While there, in that space of “curling up in a ball and hiding from everything” this pendant came to me.

Do you ever wish you could curl up in some hidden, soft, welcoming safe space, away from everything, and just…heal? I do. Often.
Normally when heavy anxiety grasps me, this is what I do. I stop to function. I suck at answering people online. I have a hard time eating or taking care of myself. I can breathe if I create, and that’s it.
So I envisioned this pendant, like a locket, a safe space to close yourself into until you are ready to face the world again.

By the time I was able to crawl to the studio, though, something had changed.
I had explored my emotions. I sat with anxiety, with fears, with the parts of me who felt so small and vulnerable.
And I realised that, even if I did indeed shut down a little, I also managed to stay someway present.
First of all, I found the courage to sit with these emotions, instead of trying to push them down.
And then, I managed to eat.
And I was able to steer my thoughts - at least a little - away from the fearful imagery I had, and towards possible solutions.

And this is how this pendant, that was supposed to be a locket, turned out quite…different.

There is no clasp.
The borders don’t match.

It isn’t airtight.

Maybe, for this once, I can allow something to pass through me.
Maybe, for this once, I can allow a little of the world to come inside.
Maybe, for this once, I don’t need to shut down.
Maybe, for this once, I am strong enough to be present to it all.

I love how everything came out perfectly imperfect.
I played with the outside texture, melting and carving. It reminds me so much of those shells with all the things encrusted on them - like the things we carry from our past - how can we carry them with less strain?
Inside, a field of flowers.

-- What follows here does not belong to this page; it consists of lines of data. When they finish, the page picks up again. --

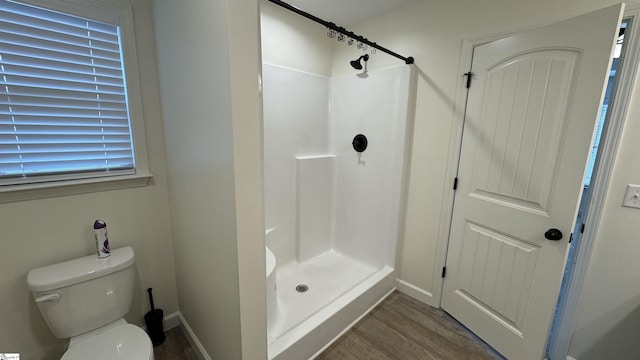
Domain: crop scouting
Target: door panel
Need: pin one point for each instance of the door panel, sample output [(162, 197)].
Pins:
[(530, 119)]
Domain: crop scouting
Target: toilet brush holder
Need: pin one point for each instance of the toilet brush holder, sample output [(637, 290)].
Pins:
[(153, 320)]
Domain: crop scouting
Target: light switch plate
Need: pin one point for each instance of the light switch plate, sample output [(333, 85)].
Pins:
[(632, 196)]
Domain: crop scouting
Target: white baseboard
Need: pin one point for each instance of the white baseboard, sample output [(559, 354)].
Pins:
[(171, 321), (414, 291), (196, 345)]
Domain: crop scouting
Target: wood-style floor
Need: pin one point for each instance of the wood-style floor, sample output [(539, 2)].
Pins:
[(400, 328), (174, 347)]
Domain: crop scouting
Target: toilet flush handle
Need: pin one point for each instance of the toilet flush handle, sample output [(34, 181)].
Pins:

Because they remind me of softness and grace.
I filed and carved the rims to accentuate the fissures.
I chose a raw Pyrite for this pendant…because the raw stone looked perfect with the texture on the metal.
Because one of the names for Pyrite is Fool’s Gold. And I liked the idea of calling the Fool here.
The Fool's Journey is a metaphor for the journey through life. In the Tarots, each major arcana card stands for a stage on that journey - an experience that a person must incorporate to realize their wholeness. 
And this seemed quite perfect for this piece.

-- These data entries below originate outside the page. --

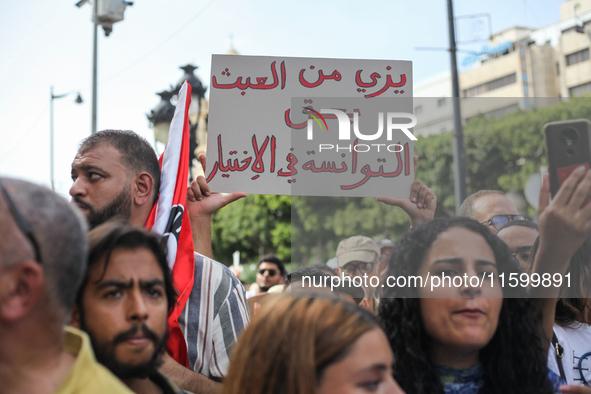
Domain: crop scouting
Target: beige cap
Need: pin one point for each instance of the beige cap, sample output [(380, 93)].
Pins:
[(357, 248)]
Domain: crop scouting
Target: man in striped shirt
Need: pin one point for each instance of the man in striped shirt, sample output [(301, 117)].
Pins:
[(116, 174)]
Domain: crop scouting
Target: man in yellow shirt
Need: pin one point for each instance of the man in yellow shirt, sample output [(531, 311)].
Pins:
[(42, 259), (123, 305)]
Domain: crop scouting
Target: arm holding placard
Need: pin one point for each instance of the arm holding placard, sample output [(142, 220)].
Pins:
[(420, 206), (201, 204)]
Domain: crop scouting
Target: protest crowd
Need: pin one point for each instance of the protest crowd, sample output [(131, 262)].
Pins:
[(89, 301)]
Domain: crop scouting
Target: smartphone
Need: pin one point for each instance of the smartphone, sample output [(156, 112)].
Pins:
[(568, 146)]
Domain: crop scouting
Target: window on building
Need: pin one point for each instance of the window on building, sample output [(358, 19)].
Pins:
[(580, 90), (497, 113), (577, 57), (491, 85)]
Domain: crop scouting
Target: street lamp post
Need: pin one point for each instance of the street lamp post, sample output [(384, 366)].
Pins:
[(458, 141), (53, 97), (109, 12)]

You will also notice a hint of orange between the flowers.
I did a little experiment.
I cleaned the piece with steel wool, and left some tiny tiny bits in there with a drop of water.
A few days later, I have rust.
Which always makes me think of blood.
Which goes well with this piece I think.

This week I also had a little Spirit Teacher coming up for me…the Dung Beetle, also called the Scarab.

I didn’t think about Egypt at all, at first.
I was there sitting and beading, while passing through anxiety wave after anxiety wave, thinking “omg why my life has to be this way???”…when I saw the Beetle in my mind.
Deal with your own shit. Make something good of your own shit.
Because that’s quite literaly what these little mighty ones do. They carry around big (for them) balls of dung, that they both eat and use to lay their eggs into.
Reason why the Ancient Egyptians chose them as symbols of rebirth.
There is this sentence, which they say was engraved on the hard pillars that sustained the sacred scarabs in the Egyptian temples…”I am Kepher, the disciple, when my wings open, I will resuscitate”.

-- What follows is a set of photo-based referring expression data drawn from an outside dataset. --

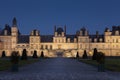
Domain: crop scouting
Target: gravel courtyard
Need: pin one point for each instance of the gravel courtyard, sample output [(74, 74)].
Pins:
[(59, 69)]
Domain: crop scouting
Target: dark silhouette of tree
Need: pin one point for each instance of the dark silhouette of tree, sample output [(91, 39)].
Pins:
[(3, 54), (94, 57), (14, 60), (42, 55), (101, 61), (77, 55), (24, 55), (15, 57), (85, 55), (35, 54)]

I kept this sentence as a mantra.

Because - and here we go back to the title of this post - what did it mean to make this new website, to invest more in myself, if not opening my wings a little more?

I obsessively carved Scarabs on gemstones.
A couple have already become beaded jewelry, more will be part of talismans on the subject of growing, expanding, and being fearless in that - or, for those like me who apparently can’t afford to be fearless, at least to not let fear paralyze us.

Did I mention I was REALLY obsessed by carving them? :p

And that’s it for this week.
Back online, back to opening my email, back to imagining and shaping the future.

What is your practice for when those times hit you?